Hopper Decision A Big Win for TV Viewers & TV Technology


When Fox sued DISH over its commercial-skipping DVR, the Hopper, the two most important issues Public Knowledge identified were (1) Whether users infringed copyright by recording programming and watching it later, without commercials, and (2) Whether DISH infringed copyright by creating and selling a DVR that gave users the ability to skip commercials. If these things were found to be infringing users' rights to watch TV in the manner of their choosing, and technology companies' ability to sell new and improved products, would both be in jeopardy. Thankfully, according to US District Court Judge Dolly Gee, the answer to both of those questions is no. It does not infringe copyright to skip commercials (even though doing so, obviously, requires making a copy of the programs in question), and DISH and companies like DISH can add new features to their DVRs without being found the be copyright infringers. This is a huge win.

On the first question, the Court found quite clearly that "Fox has identified no specific theory under which individual ... users could themselves be liable for copyright infringement without circumventing Sony." Sony is the "Betamax case" that found that home recording, and selling equipment that enables home recording, is legal. The Court here rightly found that there is no relevant difference between a VCR and a modern DVR, and that users can't be called copyright infringers just because they might skip past commercials--something they've always been able to do. Because users don't infringe, this also means that DISH can't be found to secondarily infringe, either.

On the second question, the Court also found that since users, and not DISH, are the ones that make the copies of programming on the Hopper DVR, that DISH can't be found to infringe, either. The Court found that while "Dish exercises more control over the copying process" than companies with other products, and that "Dish defines some of the parameters of copying for time-shifting purposes," nevertheless "it is ultimately the user who causes the copy to be made[.]" This is very important. Who is "doing" an action matters a great deal for copyright--broadcasters can't go around suing every last party that might help "cause" an infringement. Under the law, only the person who exercises "volitional conduct" that leads to an act that may or may not infringe can be directly liable for copyright infringement. Third parties, such as DISH, might be found liable under some secondary infringement theory--whereby they become liable for the actions of others--but the standard to meet that kind of liability is higher. (And here, since DISH's customers do not infringe, there is no direct liability, so there can never be secondary liability.)

There are a few other issues in this case. Some of them, like the contract disputes, don't raise many interesting questions of public concern. But one additional copyright wrinkle is that DISH does make some copies of copyrighted programming on its own premises, for Quality Assurance (QA) purposes. The court did not find that these QA copies are fair uses. But since this is a motion for a preliminary injunction, Fox needs to show that these copies cause it irreparable harm, in addition to infringing copyright. Since it did not do so, the Court still denied the preliminary injunction. The Court acknowledged that "the QA copies are used to perfect the functioning of AutoHop, a service that, standing alone, does not infringe." But the Court also writes that "[t]he fact that consumers ultimately use AutoHop ... for private home use, a fair use under Sony, does not render the intermediate copies themselves a fair use as well." In this situation, I think the Court got it wrong. While "intermediate copies" such as the QA copies might not always be fair uses, intermediate copies that enable fair uses should in general also be fair uses. But this issue, which is admittedly somewhat nuanced, can be hashed out in the appeal. This, like all fair use cases, requires a thorough weighing of several countervailing factors, and I'm confident that once the arguments have been put forth more fully, any judge will find the QA copies to be fair uses, as well.

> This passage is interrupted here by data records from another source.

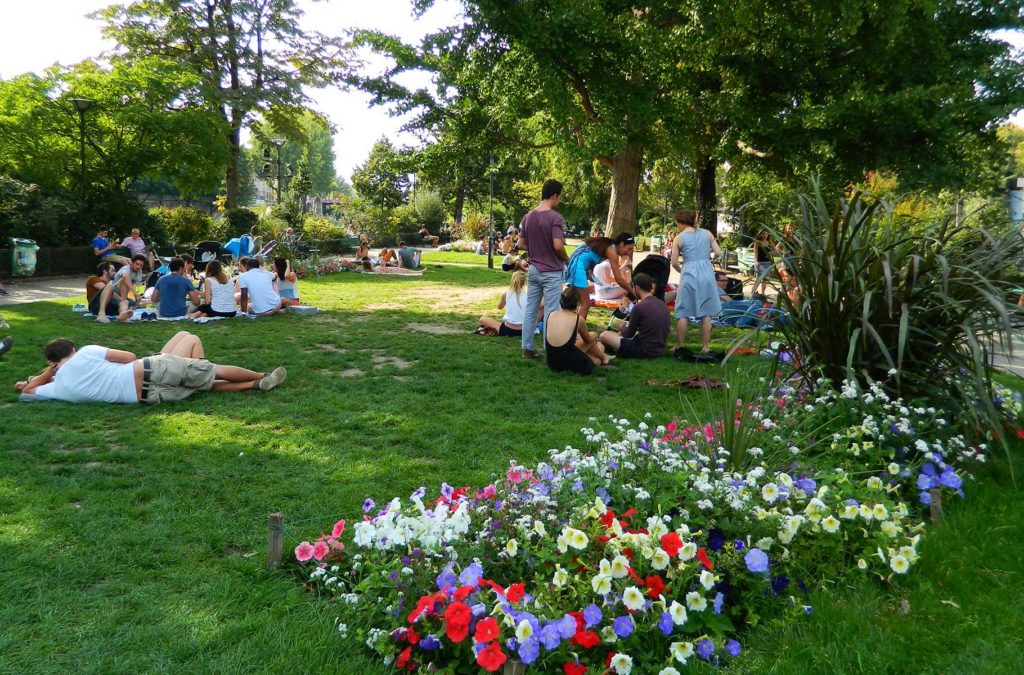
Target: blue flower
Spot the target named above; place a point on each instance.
(757, 560)
(592, 616)
(529, 649)
(471, 575)
(623, 626)
(446, 579)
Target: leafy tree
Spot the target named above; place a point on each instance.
(382, 179)
(248, 56)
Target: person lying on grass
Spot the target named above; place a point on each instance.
(647, 332)
(96, 374)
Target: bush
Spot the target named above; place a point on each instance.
(475, 226)
(876, 297)
(318, 228)
(185, 224)
(430, 211)
(235, 223)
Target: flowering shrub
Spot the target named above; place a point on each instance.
(325, 265)
(654, 547)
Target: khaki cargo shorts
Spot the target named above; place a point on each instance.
(166, 377)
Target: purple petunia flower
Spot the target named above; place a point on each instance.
(529, 650)
(471, 575)
(592, 616)
(623, 626)
(757, 560)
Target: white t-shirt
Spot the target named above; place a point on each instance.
(221, 295)
(260, 285)
(88, 377)
(514, 307)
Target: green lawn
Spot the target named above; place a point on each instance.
(133, 539)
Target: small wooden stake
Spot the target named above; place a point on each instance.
(274, 540)
(936, 505)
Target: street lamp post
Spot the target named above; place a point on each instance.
(82, 104)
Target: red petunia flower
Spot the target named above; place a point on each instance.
(457, 619)
(491, 658)
(654, 585)
(672, 543)
(515, 592)
(486, 630)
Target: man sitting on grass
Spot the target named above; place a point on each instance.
(170, 293)
(95, 374)
(258, 295)
(647, 332)
(101, 295)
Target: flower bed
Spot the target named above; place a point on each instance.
(654, 547)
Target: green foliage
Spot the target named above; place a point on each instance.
(185, 225)
(875, 297)
(316, 227)
(235, 223)
(430, 210)
(382, 179)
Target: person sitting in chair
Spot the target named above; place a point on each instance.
(96, 374)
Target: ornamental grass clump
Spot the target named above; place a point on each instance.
(651, 548)
(925, 303)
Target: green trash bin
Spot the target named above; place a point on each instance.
(23, 257)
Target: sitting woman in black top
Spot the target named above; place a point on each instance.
(569, 346)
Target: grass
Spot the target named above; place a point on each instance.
(133, 539)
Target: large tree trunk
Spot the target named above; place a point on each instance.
(460, 202)
(707, 195)
(626, 167)
(231, 178)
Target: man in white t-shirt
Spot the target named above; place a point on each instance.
(95, 374)
(258, 294)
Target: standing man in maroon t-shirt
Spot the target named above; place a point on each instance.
(543, 235)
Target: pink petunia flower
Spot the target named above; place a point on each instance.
(304, 551)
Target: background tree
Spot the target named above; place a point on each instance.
(248, 56)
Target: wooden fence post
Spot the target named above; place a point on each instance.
(936, 506)
(274, 540)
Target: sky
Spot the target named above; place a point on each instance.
(36, 34)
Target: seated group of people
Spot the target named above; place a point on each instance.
(255, 291)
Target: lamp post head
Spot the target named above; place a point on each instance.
(82, 104)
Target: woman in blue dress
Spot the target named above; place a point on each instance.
(580, 268)
(697, 295)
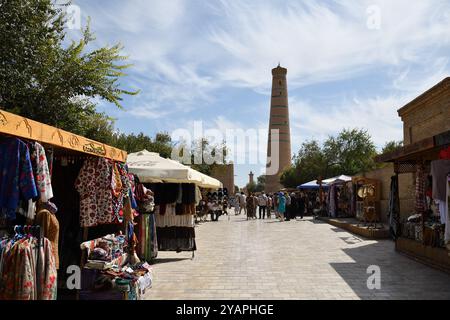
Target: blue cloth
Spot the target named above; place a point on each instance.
(16, 175)
(281, 204)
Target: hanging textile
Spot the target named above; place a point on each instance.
(447, 207)
(16, 176)
(28, 271)
(50, 229)
(420, 203)
(439, 171)
(94, 186)
(333, 201)
(42, 174)
(394, 209)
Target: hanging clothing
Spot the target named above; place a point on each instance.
(171, 219)
(333, 195)
(50, 229)
(42, 174)
(439, 171)
(25, 275)
(420, 203)
(394, 209)
(447, 207)
(94, 186)
(16, 176)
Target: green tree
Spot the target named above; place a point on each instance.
(251, 187)
(350, 152)
(42, 79)
(391, 146)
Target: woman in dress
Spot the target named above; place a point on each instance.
(251, 208)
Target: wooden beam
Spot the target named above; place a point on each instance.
(22, 127)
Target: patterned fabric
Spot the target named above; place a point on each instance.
(94, 186)
(42, 174)
(281, 204)
(50, 228)
(16, 175)
(420, 190)
(394, 209)
(121, 186)
(21, 266)
(171, 219)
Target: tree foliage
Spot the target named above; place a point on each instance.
(392, 146)
(350, 152)
(45, 80)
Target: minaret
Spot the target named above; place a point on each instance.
(279, 120)
(250, 178)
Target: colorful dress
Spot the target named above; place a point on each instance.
(16, 176)
(96, 198)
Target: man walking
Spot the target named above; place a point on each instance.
(281, 205)
(288, 207)
(262, 204)
(242, 203)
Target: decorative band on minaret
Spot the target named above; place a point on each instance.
(279, 120)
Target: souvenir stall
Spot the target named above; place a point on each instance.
(176, 190)
(424, 233)
(340, 195)
(366, 200)
(57, 191)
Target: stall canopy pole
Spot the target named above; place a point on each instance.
(22, 127)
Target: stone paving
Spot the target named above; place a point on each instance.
(309, 259)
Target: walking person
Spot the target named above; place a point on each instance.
(301, 205)
(262, 204)
(269, 206)
(275, 205)
(281, 199)
(288, 207)
(250, 205)
(294, 205)
(242, 203)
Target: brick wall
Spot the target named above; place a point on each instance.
(406, 190)
(428, 115)
(225, 174)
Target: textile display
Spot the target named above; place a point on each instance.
(16, 176)
(439, 171)
(27, 270)
(420, 203)
(394, 209)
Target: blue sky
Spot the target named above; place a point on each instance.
(211, 61)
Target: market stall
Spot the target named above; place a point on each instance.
(340, 195)
(425, 232)
(366, 200)
(177, 192)
(59, 190)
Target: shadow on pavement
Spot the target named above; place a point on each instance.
(168, 260)
(400, 277)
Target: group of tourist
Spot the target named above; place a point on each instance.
(285, 206)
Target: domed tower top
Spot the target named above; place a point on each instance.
(279, 70)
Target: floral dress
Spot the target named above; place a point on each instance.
(95, 189)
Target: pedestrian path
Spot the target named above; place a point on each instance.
(308, 259)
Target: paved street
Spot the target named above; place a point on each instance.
(239, 259)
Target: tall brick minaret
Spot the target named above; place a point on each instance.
(279, 120)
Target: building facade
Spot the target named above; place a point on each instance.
(225, 174)
(279, 145)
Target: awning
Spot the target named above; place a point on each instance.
(150, 167)
(311, 185)
(341, 178)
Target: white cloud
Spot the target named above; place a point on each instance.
(378, 115)
(319, 43)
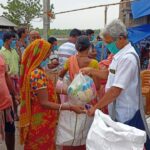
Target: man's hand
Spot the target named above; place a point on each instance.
(91, 111)
(53, 65)
(87, 71)
(78, 109)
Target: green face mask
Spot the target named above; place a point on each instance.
(92, 38)
(112, 48)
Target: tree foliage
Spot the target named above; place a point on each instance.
(22, 11)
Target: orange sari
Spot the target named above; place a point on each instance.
(103, 65)
(37, 124)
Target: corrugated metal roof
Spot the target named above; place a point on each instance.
(6, 22)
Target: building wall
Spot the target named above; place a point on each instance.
(125, 15)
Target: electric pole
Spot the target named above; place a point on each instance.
(106, 9)
(46, 18)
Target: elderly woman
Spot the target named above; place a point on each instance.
(38, 100)
(73, 66)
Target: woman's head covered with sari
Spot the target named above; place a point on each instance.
(33, 56)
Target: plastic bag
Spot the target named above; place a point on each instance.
(82, 90)
(106, 134)
(72, 128)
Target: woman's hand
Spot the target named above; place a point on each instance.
(91, 111)
(78, 109)
(87, 71)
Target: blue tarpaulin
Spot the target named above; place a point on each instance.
(140, 8)
(138, 33)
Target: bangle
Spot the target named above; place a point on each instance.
(61, 90)
(69, 107)
(60, 107)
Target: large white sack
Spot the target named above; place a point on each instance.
(106, 134)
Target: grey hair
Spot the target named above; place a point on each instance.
(115, 29)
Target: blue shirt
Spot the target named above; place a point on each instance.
(99, 47)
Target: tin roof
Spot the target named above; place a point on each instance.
(6, 22)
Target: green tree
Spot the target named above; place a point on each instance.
(22, 11)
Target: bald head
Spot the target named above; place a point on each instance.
(34, 35)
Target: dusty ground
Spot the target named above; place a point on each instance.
(19, 147)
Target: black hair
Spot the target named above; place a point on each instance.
(89, 32)
(75, 33)
(83, 32)
(21, 31)
(7, 36)
(51, 40)
(13, 34)
(99, 38)
(82, 43)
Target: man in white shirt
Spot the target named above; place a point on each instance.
(122, 83)
(122, 89)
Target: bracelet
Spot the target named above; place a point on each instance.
(60, 107)
(61, 90)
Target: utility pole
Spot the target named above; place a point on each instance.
(106, 9)
(46, 18)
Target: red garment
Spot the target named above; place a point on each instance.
(5, 97)
(41, 135)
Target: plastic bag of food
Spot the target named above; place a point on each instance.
(82, 90)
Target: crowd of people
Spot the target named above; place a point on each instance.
(31, 69)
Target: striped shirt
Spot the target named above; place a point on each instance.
(65, 51)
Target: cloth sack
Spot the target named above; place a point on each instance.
(106, 134)
(72, 128)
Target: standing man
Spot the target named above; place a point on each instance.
(122, 88)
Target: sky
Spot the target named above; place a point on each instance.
(92, 18)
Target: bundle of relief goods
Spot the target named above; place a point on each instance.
(82, 90)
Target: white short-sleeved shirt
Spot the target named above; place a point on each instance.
(123, 73)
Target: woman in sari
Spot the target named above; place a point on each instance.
(103, 66)
(73, 66)
(38, 99)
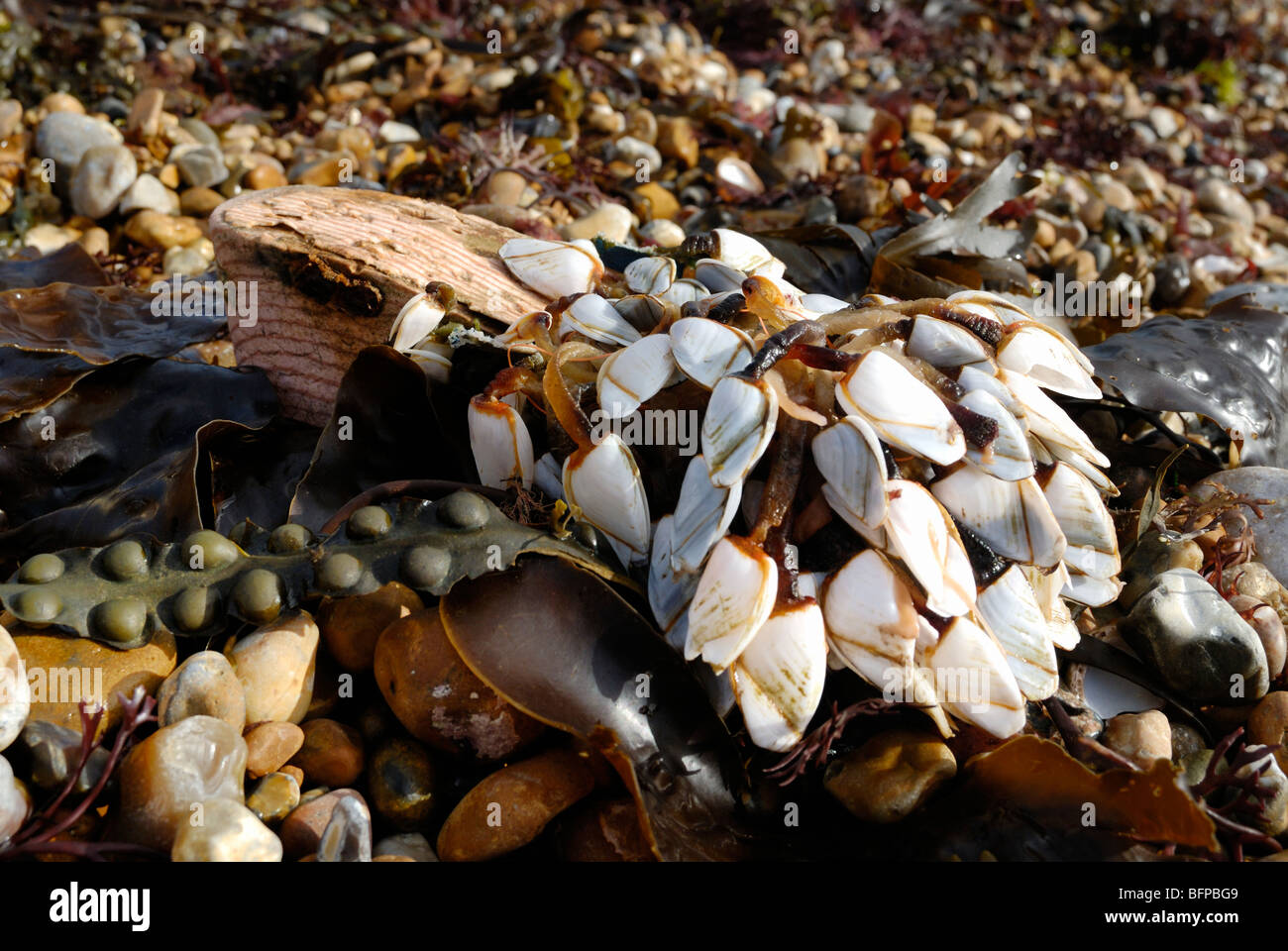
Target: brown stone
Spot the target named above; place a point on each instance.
(510, 806)
(200, 202)
(161, 232)
(437, 697)
(62, 102)
(265, 175)
(321, 171)
(892, 775)
(64, 671)
(301, 830)
(606, 831)
(400, 784)
(1269, 724)
(204, 685)
(351, 626)
(331, 753)
(269, 745)
(275, 667)
(145, 119)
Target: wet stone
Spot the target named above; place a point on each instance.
(273, 797)
(411, 845)
(1269, 628)
(301, 830)
(1254, 581)
(161, 231)
(400, 784)
(1142, 737)
(1202, 648)
(347, 836)
(103, 175)
(204, 685)
(65, 137)
(610, 222)
(351, 626)
(1269, 724)
(147, 193)
(53, 754)
(72, 669)
(270, 745)
(1154, 556)
(331, 753)
(14, 804)
(437, 697)
(14, 690)
(890, 776)
(201, 166)
(275, 665)
(511, 806)
(200, 202)
(228, 832)
(196, 761)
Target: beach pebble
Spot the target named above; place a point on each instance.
(65, 137)
(63, 671)
(301, 830)
(161, 231)
(351, 626)
(274, 796)
(275, 665)
(162, 779)
(103, 175)
(202, 685)
(1151, 557)
(14, 690)
(1216, 196)
(437, 697)
(270, 745)
(1196, 641)
(14, 804)
(265, 175)
(609, 221)
(1141, 737)
(1269, 628)
(400, 784)
(412, 845)
(147, 193)
(53, 753)
(228, 832)
(331, 754)
(509, 808)
(347, 836)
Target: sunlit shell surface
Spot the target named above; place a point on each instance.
(926, 428)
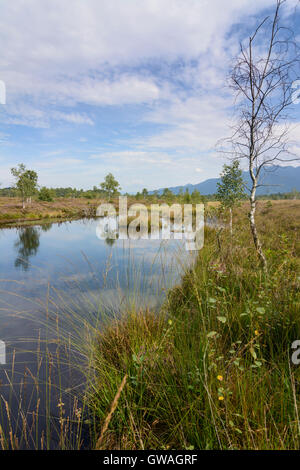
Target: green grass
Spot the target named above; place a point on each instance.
(211, 370)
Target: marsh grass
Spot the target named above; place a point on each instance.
(210, 370)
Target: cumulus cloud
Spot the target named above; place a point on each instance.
(71, 62)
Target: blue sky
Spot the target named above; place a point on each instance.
(132, 87)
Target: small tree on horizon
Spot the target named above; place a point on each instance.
(110, 186)
(231, 188)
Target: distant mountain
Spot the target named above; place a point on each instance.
(279, 179)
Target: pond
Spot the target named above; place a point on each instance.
(56, 280)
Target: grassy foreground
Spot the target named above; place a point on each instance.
(213, 369)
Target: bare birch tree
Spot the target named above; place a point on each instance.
(262, 78)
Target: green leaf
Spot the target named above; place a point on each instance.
(211, 334)
(261, 310)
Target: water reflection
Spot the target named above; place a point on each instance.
(27, 246)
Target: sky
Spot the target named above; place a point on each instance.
(133, 87)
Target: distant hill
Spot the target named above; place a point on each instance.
(279, 179)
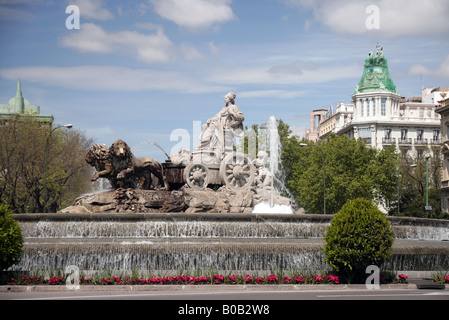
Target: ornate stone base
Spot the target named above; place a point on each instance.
(189, 200)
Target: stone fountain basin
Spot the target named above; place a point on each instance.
(175, 241)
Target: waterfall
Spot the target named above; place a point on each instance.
(253, 242)
(272, 145)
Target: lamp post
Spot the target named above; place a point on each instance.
(47, 147)
(427, 207)
(324, 175)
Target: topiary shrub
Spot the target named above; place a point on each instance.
(10, 239)
(359, 236)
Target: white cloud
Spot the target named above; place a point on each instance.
(92, 9)
(194, 14)
(441, 72)
(92, 38)
(265, 75)
(110, 78)
(191, 53)
(398, 18)
(277, 94)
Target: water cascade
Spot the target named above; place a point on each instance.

More importantly on this point, and a big win for consumers and innovation, is that Judge Gee declined to simply take Fox's assertions of harm at face value. To win a preliminary injunction--which takes place before a full trial--a plaintiff must independently show that it is likely to win on the merits, that it will be irreparably harmed without an injunction, that the balance of the harms weigh in its favor, and the the public interest supports granting the injunction. If it fails to show any of these four points the injunction must be denied. Unfortunately, there's a tendency among some plaintiffs, and some judges, to collapse the factors into each other, leading to statements like "The public interest disfavors copyright infringement" and "Harms stemming from shutting down an infringing service are not cognizable." Courts would also simply assume, without argument, that any harm that results from "infringement" are irreparable. Judge Gee rejected that approach, finding rightly that while Fox might be able to point to some "harm," it is not irreparable, and cannot be presumed to be so. (DISH might be able to pay damages, for instance.) The fact that Fox has shown that it is "likely" to succeed on the issue of the QA copies does not mean that it is certain to succeed, and because Fox's "harms" are not irreparable, there is simply no reason to enjoin DISH's activities before it can more fully make its case.

This issue is far from over. In addition to the appeal, there's another District Court case that Public Knowledge will be following. But this decision, though not perfect, shows that common sense and viewer's rights have a very good chance of prevailing.